Archiv
31. Oktober 2016

«Weghören» bei Tinnitus

Etwa 20 Prozent der Bevölkerung in den Industrieländern leidet an der Volkskrankheit Tinnitus und hört Geräusche, wo keine sind. Manchmal hilft gezieltes Weghören.

Frau mit Tinnitus beim Arzt
Bei vielen Patienten verschwindet das störende Geräusch von selbst (Bild: GettyImages).

Zum überwiegenden Teil ist der Tinnitus ein Phantom, wie man es auch beim Phantomschmerz kennt. Für das Geräusch gibt es keine nachweisbare Schallquelle. Zugrunde liegt eine ­Verarbeitungsstörung in einem Teil unseres Gehirnsn – der Hörbahn –, die uns die von aussen kommenden Schallwellen bewusst werden und so einen Höreindruck hinterlässt.

Ihre Meinung interessiert uns!
Haben Sie selbst Erfahrung mit Tinnitus? Verraten Sie Ihr Rezept im Umgang mit der Hörstörung?


Die Ursachen einer solchen Störung sind vielseitig und können entlang des Schallweges, vom äusseren Gehörgang bis hin zum Hörnerv, lokalisiert werden. Neben Erkrankungen des Gehörgangs und des Mittelohrs spielen vor allem Krankheiten des Innenohrs und im Speziellen der Hörschnecke eine Rolle. Beispiele sind akute und chronische Schalltraumata, Folgen von Tauchunfällen, ein Hörsturz mit seinen vielseitigen Ursachen, Medikamentennebenwirkungen oder Altersschwerhörigkeit.

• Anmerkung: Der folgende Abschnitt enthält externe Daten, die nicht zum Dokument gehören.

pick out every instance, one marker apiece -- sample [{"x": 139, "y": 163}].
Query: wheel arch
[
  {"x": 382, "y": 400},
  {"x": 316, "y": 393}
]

Es gibt aber auch körpereigene Störgeräusche, die nur gelegentlich oder pulsierend wahrgenommen werden. Sie sind sehr selten, bedürfen in jedem Fall einer spezialärztlichen Abklärung. Weitere Ursachen des Tinnitus können Störungen der Kiefergelenke sein. Das Ohrgeräusch kann auch nach Verletzungen der Halswirbelsäule auftreten. Wie die Geräusche entstehen, kann wissenschaftlich nicht erklärt werden.

Angenehmes überdeckt das Störende

Der akute, das heisst nicht länger als drei Monate andauernde Tinnitus verschwindet bei 80 Prozent der Betroffenen von selbst. Die Therapie der chronischen, über mehr als drei Monaten anhaltenden Ohrgeräusche ist komplex. Wesentlich ist die positive Einstellung des Patienten gegenüber der Behandlung. Man nützt dabei den Placeboeffekt. Der Einsatz von Medikamenten ist nur bei der Behandlung möglicher Begleiterkrankungen wie Schlafstörungen, Angstzustände oder Depressionen sinnvoll.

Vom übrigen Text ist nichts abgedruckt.